Vanaprastham (1999): Seni menjadi kehidupan
Pertunjukan terakhir Kathakali di Vanaprastham mengaburkan batas antara pelaku dan laki-laki. Kunju Nair karya Mohanlal menuangkan kepedihan pribadinya ke dalam seni, menciptakan klimaks menghantui yang mendapat pengakuan global. Adegan ini mendefinisikan ulang sinema yang digerakkan oleh kinerja. Hal ini juga membuktikan bahwa film Malayalam dapat berbicara dalam bahasa emosi yang universal.

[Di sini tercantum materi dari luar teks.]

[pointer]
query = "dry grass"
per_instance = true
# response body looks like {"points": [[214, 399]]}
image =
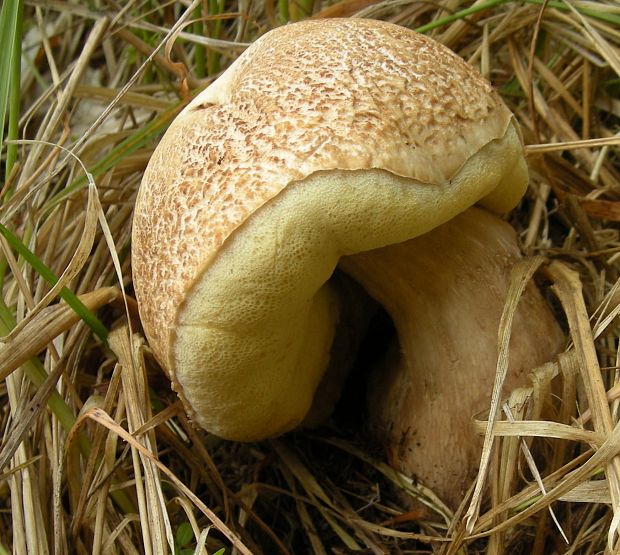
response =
{"points": [[96, 454]]}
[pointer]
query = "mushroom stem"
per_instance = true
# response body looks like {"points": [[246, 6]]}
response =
{"points": [[445, 292]]}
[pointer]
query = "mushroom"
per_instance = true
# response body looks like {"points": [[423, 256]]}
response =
{"points": [[323, 140], [445, 292]]}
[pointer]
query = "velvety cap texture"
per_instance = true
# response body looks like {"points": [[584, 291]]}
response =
{"points": [[313, 96]]}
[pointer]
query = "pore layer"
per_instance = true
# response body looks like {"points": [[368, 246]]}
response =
{"points": [[253, 334]]}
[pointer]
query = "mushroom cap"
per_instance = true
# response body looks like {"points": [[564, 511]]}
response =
{"points": [[316, 108]]}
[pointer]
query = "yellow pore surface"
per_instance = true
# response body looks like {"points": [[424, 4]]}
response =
{"points": [[254, 332]]}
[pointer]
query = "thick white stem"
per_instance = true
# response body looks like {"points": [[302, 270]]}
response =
{"points": [[445, 292]]}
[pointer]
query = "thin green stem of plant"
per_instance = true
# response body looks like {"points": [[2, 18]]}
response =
{"points": [[14, 94], [10, 37], [216, 8], [66, 294], [140, 138], [200, 57], [283, 11], [462, 14]]}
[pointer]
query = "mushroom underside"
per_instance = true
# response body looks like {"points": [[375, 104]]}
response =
{"points": [[254, 332]]}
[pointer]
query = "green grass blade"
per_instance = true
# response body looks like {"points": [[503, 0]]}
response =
{"points": [[14, 94], [462, 14], [67, 295], [10, 38], [132, 143]]}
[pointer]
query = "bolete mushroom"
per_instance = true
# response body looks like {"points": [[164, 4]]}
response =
{"points": [[324, 139]]}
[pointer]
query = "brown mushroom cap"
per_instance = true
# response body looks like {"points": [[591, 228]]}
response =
{"points": [[325, 138]]}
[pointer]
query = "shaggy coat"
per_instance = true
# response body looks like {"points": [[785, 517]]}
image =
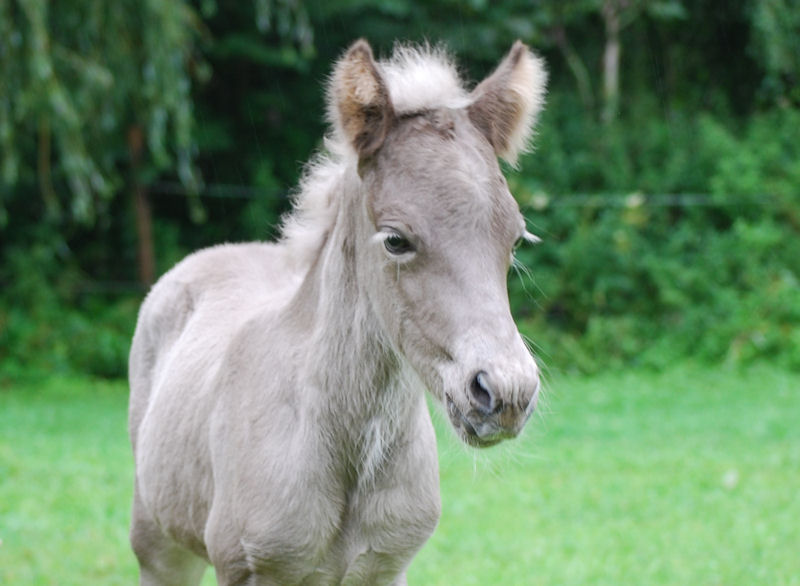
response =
{"points": [[277, 410]]}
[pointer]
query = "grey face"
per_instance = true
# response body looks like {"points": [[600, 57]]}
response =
{"points": [[444, 228]]}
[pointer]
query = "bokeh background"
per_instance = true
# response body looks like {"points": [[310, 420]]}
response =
{"points": [[664, 183]]}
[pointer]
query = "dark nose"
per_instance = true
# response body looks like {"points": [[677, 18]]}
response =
{"points": [[481, 395], [487, 399]]}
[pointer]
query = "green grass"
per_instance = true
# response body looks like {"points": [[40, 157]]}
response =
{"points": [[691, 476]]}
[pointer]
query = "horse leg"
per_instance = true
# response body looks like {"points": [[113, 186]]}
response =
{"points": [[162, 562]]}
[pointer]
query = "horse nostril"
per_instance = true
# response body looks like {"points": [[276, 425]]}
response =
{"points": [[481, 395]]}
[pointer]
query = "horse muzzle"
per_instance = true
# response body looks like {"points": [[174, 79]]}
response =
{"points": [[496, 407]]}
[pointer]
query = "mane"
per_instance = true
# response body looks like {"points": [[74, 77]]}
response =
{"points": [[418, 77]]}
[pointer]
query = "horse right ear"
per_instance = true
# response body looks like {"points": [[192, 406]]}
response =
{"points": [[358, 100]]}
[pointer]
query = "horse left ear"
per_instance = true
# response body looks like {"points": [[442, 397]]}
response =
{"points": [[358, 100], [505, 105]]}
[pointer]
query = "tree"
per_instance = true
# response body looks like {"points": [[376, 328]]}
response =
{"points": [[80, 77]]}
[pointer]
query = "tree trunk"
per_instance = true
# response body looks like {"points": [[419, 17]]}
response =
{"points": [[611, 17], [146, 259]]}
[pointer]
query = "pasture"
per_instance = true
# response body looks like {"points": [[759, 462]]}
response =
{"points": [[690, 476]]}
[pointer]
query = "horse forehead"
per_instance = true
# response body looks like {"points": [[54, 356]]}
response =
{"points": [[438, 166]]}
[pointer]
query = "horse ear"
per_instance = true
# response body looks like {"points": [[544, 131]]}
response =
{"points": [[358, 100], [505, 105]]}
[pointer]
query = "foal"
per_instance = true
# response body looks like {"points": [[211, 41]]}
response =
{"points": [[277, 410]]}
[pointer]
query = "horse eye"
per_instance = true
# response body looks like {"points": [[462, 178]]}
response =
{"points": [[397, 245]]}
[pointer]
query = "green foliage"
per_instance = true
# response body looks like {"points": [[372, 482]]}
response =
{"points": [[80, 74], [48, 323], [642, 279]]}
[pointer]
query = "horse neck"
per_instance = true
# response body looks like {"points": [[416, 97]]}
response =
{"points": [[359, 376]]}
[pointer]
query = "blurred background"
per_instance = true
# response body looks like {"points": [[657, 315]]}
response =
{"points": [[665, 181], [663, 301]]}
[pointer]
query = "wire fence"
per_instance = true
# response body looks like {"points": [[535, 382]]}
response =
{"points": [[537, 202]]}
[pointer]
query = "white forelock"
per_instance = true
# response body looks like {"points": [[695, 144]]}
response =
{"points": [[422, 78]]}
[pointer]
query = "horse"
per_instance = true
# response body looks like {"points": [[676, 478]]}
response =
{"points": [[277, 412]]}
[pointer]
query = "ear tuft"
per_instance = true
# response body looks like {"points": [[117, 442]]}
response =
{"points": [[506, 104], [358, 100]]}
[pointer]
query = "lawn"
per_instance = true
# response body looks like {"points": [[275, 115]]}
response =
{"points": [[691, 476]]}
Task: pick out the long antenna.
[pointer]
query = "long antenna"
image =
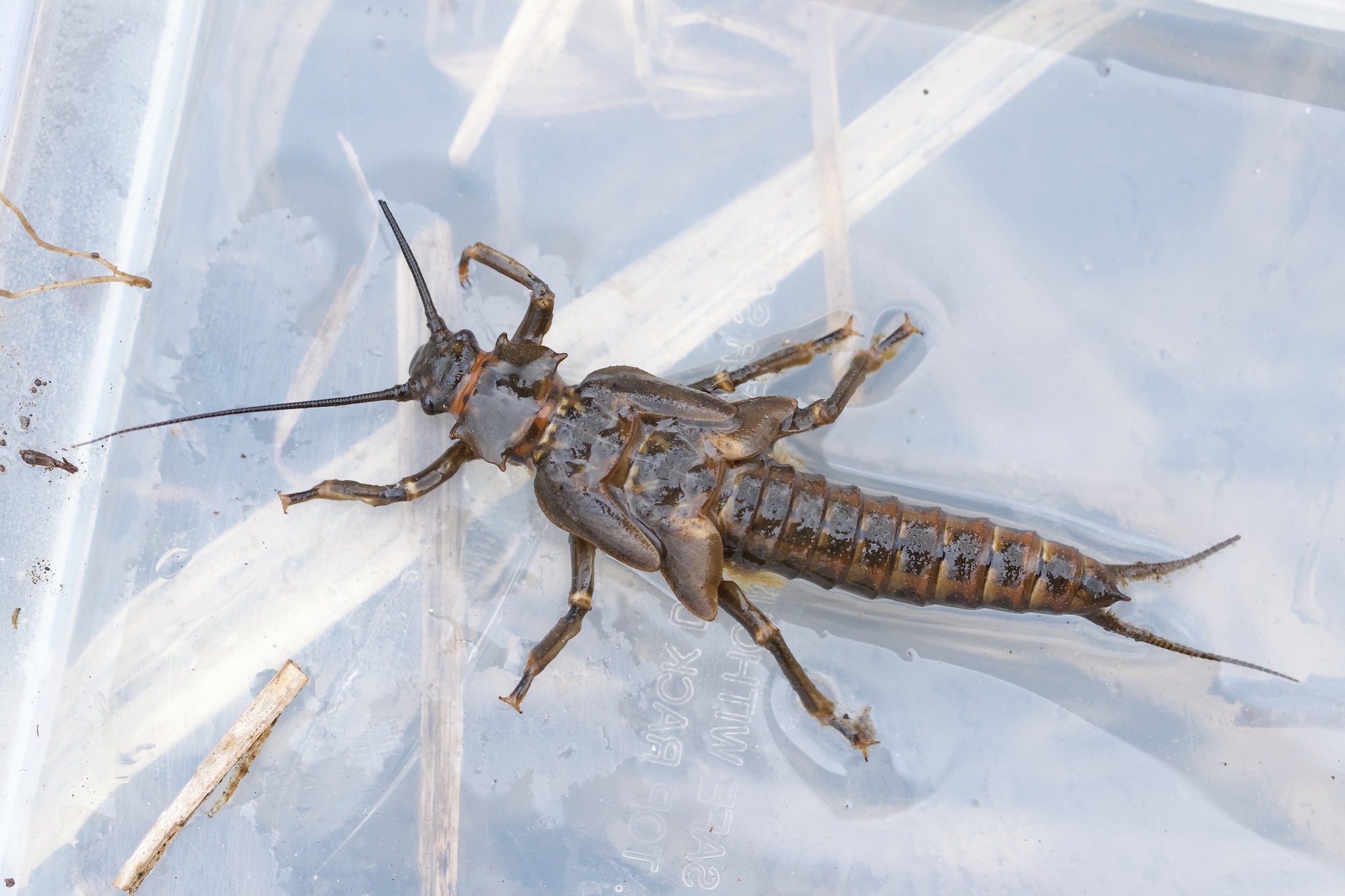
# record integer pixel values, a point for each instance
(436, 323)
(395, 394)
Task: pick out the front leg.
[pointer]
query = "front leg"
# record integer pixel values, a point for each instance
(541, 299)
(581, 601)
(858, 731)
(407, 489)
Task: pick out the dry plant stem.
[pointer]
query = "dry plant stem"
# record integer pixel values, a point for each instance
(116, 277)
(236, 746)
(241, 769)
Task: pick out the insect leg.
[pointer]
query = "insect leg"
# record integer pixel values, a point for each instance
(407, 489)
(866, 362)
(789, 356)
(581, 601)
(858, 731)
(539, 317)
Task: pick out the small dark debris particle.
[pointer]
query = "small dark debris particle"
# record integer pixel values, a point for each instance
(38, 458)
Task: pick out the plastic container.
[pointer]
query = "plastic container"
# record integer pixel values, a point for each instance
(1118, 226)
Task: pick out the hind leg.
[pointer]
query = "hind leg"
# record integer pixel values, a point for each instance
(858, 731)
(826, 412)
(789, 356)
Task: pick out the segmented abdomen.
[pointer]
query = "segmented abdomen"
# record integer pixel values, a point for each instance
(799, 526)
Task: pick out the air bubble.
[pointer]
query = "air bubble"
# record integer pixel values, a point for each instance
(173, 562)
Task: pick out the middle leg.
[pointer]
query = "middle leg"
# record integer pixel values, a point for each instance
(858, 731)
(581, 601)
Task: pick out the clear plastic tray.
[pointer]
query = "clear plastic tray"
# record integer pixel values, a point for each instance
(1118, 226)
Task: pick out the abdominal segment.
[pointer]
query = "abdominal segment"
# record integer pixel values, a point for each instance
(799, 526)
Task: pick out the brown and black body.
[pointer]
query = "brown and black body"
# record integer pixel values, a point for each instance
(680, 480)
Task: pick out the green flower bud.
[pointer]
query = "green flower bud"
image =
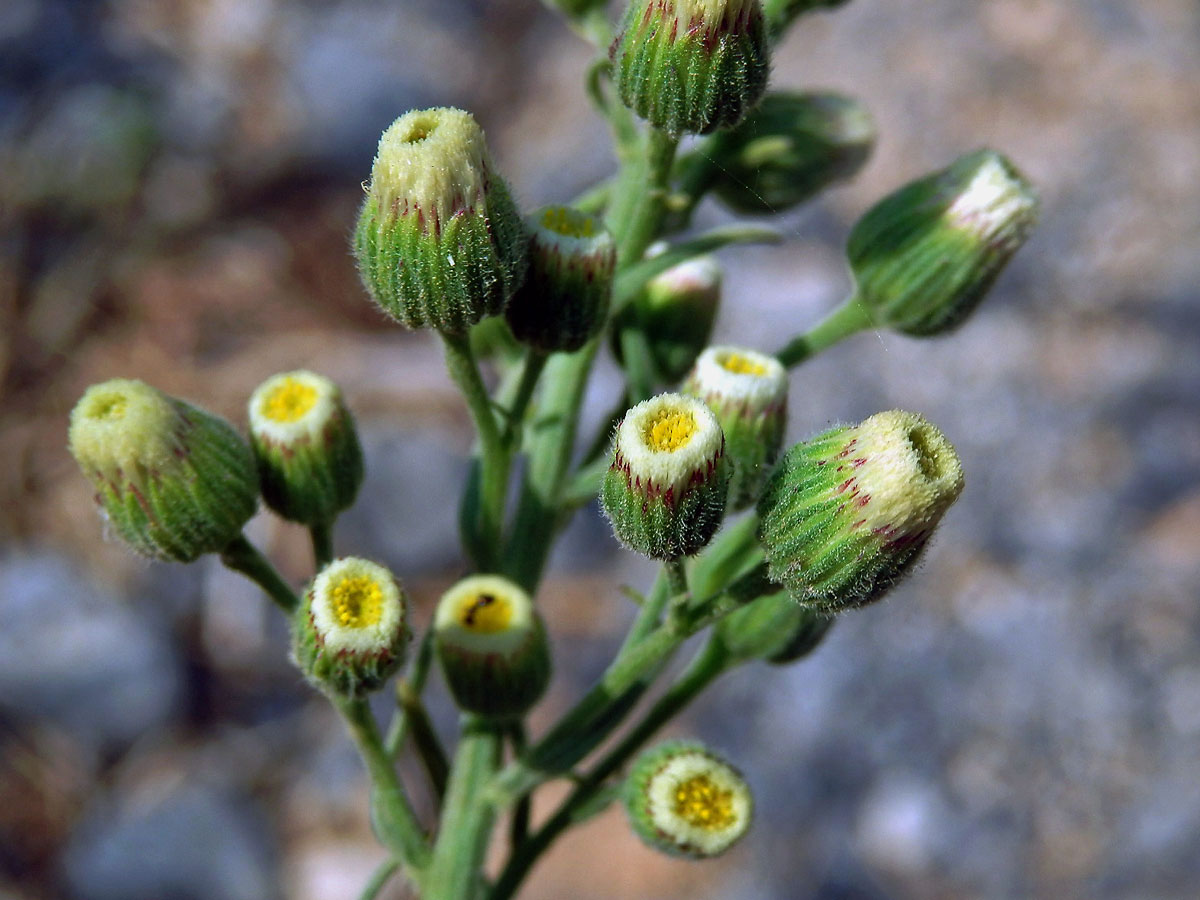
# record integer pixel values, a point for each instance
(691, 66)
(564, 299)
(310, 463)
(924, 257)
(846, 514)
(748, 393)
(676, 312)
(492, 647)
(774, 629)
(666, 489)
(685, 801)
(791, 148)
(351, 629)
(173, 480)
(439, 240)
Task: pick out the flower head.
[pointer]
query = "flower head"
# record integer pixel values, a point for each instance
(685, 801)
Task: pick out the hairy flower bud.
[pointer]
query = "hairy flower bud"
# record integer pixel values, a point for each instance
(791, 148)
(351, 629)
(925, 256)
(846, 514)
(565, 295)
(310, 463)
(685, 801)
(691, 66)
(492, 646)
(439, 241)
(666, 489)
(173, 480)
(748, 394)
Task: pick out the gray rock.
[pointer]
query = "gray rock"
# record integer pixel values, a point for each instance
(71, 654)
(191, 844)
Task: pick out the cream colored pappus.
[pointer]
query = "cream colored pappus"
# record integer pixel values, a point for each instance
(433, 161)
(991, 202)
(667, 441)
(121, 426)
(739, 376)
(357, 607)
(485, 615)
(910, 472)
(293, 407)
(699, 802)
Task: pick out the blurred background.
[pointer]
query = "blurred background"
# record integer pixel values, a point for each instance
(1021, 719)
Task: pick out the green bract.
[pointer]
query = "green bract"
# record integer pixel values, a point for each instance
(564, 299)
(846, 514)
(748, 394)
(685, 801)
(666, 489)
(691, 66)
(310, 463)
(492, 647)
(789, 149)
(173, 480)
(351, 630)
(924, 257)
(439, 241)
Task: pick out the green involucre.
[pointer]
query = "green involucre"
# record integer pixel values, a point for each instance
(444, 275)
(690, 77)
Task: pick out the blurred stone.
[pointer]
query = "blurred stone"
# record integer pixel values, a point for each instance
(72, 654)
(192, 844)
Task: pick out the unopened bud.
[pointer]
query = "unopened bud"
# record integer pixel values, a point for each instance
(846, 514)
(691, 66)
(173, 480)
(439, 241)
(565, 295)
(791, 148)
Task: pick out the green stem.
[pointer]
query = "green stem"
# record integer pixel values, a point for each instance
(493, 480)
(847, 319)
(635, 353)
(379, 879)
(706, 666)
(550, 455)
(395, 823)
(519, 832)
(241, 556)
(467, 820)
(322, 544)
(529, 373)
(641, 198)
(593, 718)
(413, 683)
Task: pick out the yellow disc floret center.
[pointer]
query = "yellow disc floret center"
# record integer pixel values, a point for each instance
(485, 613)
(289, 402)
(670, 431)
(737, 364)
(702, 803)
(563, 221)
(358, 601)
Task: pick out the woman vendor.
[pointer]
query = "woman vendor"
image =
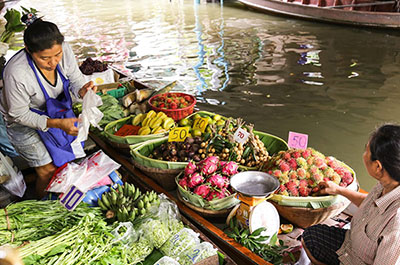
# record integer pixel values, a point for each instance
(374, 237)
(36, 100)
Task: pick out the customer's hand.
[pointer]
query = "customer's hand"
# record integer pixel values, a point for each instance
(86, 87)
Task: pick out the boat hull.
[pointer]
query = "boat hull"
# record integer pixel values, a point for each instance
(326, 14)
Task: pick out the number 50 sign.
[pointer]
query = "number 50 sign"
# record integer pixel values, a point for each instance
(298, 140)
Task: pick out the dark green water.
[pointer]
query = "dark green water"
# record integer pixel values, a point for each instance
(334, 83)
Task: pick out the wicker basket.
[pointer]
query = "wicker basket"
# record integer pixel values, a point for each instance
(305, 217)
(164, 177)
(205, 212)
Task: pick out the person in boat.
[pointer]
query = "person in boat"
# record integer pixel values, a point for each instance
(36, 101)
(374, 236)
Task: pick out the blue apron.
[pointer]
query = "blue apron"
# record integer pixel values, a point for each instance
(57, 141)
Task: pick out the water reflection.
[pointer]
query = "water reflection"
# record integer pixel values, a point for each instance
(334, 83)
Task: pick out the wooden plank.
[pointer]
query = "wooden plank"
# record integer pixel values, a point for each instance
(236, 251)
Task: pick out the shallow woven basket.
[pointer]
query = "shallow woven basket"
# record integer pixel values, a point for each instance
(305, 217)
(205, 212)
(124, 148)
(164, 177)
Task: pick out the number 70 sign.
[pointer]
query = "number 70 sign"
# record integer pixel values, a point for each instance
(297, 140)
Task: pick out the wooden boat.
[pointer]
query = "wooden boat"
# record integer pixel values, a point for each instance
(370, 13)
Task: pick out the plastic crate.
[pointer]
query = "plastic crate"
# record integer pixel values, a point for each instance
(117, 93)
(176, 114)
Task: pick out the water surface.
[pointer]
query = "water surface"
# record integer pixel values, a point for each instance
(334, 83)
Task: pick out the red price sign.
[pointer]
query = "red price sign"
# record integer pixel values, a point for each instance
(178, 134)
(72, 197)
(298, 140)
(241, 136)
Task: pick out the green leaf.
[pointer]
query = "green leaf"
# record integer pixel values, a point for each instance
(274, 239)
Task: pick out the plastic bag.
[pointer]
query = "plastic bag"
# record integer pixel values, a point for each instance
(65, 176)
(16, 184)
(166, 261)
(90, 115)
(197, 253)
(98, 165)
(180, 242)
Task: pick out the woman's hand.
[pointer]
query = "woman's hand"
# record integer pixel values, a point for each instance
(67, 125)
(329, 187)
(86, 87)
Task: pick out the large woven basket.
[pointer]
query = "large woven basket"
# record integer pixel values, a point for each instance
(305, 217)
(164, 177)
(206, 212)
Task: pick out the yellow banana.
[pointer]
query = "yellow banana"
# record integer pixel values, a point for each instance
(138, 119)
(168, 123)
(151, 114)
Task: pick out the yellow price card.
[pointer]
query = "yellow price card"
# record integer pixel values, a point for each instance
(200, 124)
(178, 134)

Manjummel Boys (2024): Kelangsungan hidup dan persaudaraan
Baru-baru ini, salah satu adegan terobosan tersebut adalah dari Manjummel Boys. Menyelamatkan Subhash dari lubang digambarkan seperti rangkaian kelahiran kembali, di mana seorang bayi dikeluarkan dari dalam rahim ibunya. Klimaks penyelamatan lubang di Manjummel Boys menjadi momen yang menentukan bagi sinema Malayalam modern.

(Gambar Milik: Facebook)
Polisi Mumbai (2013)—Upaya yang berani
Polisi Mumbai yang dibintangi Prithviraj Sukumaran dimulai seperti film thriller biasa, tetapi semuanya berubah tepat sebelum klimaksnya. Meskipun penonton sering melihat tokoh utama berubah menjadi penjahat di saat-saat terakhir, Polisi Mumbai menawarkan sesuatu yang sama sekali berbeda. Adegan di mana karakter Jayasurya mengungkapkan bahwa teman sekaligus koleganya, Antony Moses, adalah pelaku sebenarnya—dan kejahatan tersebut dilakukan untuk menyembunyikan orientasi seksual karakter Prithviraj—adalah sesuatu yang belum pernah disaksikan penonton sebelumnya.
‘Aparan’ (1988)
Film debut Jayaram, ‘Aparan,’ memiliki adegan klimaks yang inovatif, yang memperkenalkan konsep kepribadian ganda kepada penonton Malayali jauh sebelum ‘Manichitrathazhu.’ Karakter Jayaram dituduh melakukan beberapa kejahatan yang sebenarnya dilakukan oleh orang yang menyamar sebagai dirinya. Namun pada klimaksnya, karakter Jayaram, Vishwanathan, menyaksikan apa yang tampak seperti upacara pemakamannya sendiri. Dia menyerahkan uang kepada ayahnya (Madhu), berjalan pergi dan menyatakan dia harus hidup sebagai “aparan”, dan diakhiri dengan senyuman sinis.
Perumthachan (1990)
Adegan inovatif lainnya adalah dari film yang dibintangi Thilakan, ‘Perumthachan.’ Tukang kayu ulung di Thilakan menghadapi keunggulan putranya. Dibanjiri ego dan kompleks superioritas, ketika putranya sendiri menguasai keterampilannya dan mengesankan, seorang ayah dengan sengaja menjatuhkan pahatnya dari atas struktur kuil ke leher putranya Kannan di bawah, membunuhnya seketika. Urutan yang sangat menyeramkan, bukan?

(Gambar Milik: Facebook)
Maheshinte Prathikaram (2016) Maheshinte Prathikaram yang disutradarai Dileesh Pothan dikemas dengan momen halus dan realistis. Salah satu adegan dalam film tersebut dengan sempurna menampilkan penggunaan ‘efek kupu-kupu’. Saat pemakaman, Mahesh, seorang fotografer, ditawari pisang, yang dia makan dan komentari. Komentar sederhana ini berujung pada pertengkaran antara dua orang tentang siapa yang diminta menjaga tanah tersebut, yang pada akhirnya berujung pada konflik besar yang berdampak pada Mahesh sendiri. Jika Anda menonton filmnya lagi, lihat saja dari dekat urutan pemakamannya dan bagaimana segala sesuatu yang terjadi kemudian terkait dengan klimaksnya. Siapa yang menyangka bahwa rangkaian ‘makan pisang’ yang sederhana bisa menjadi terobosan?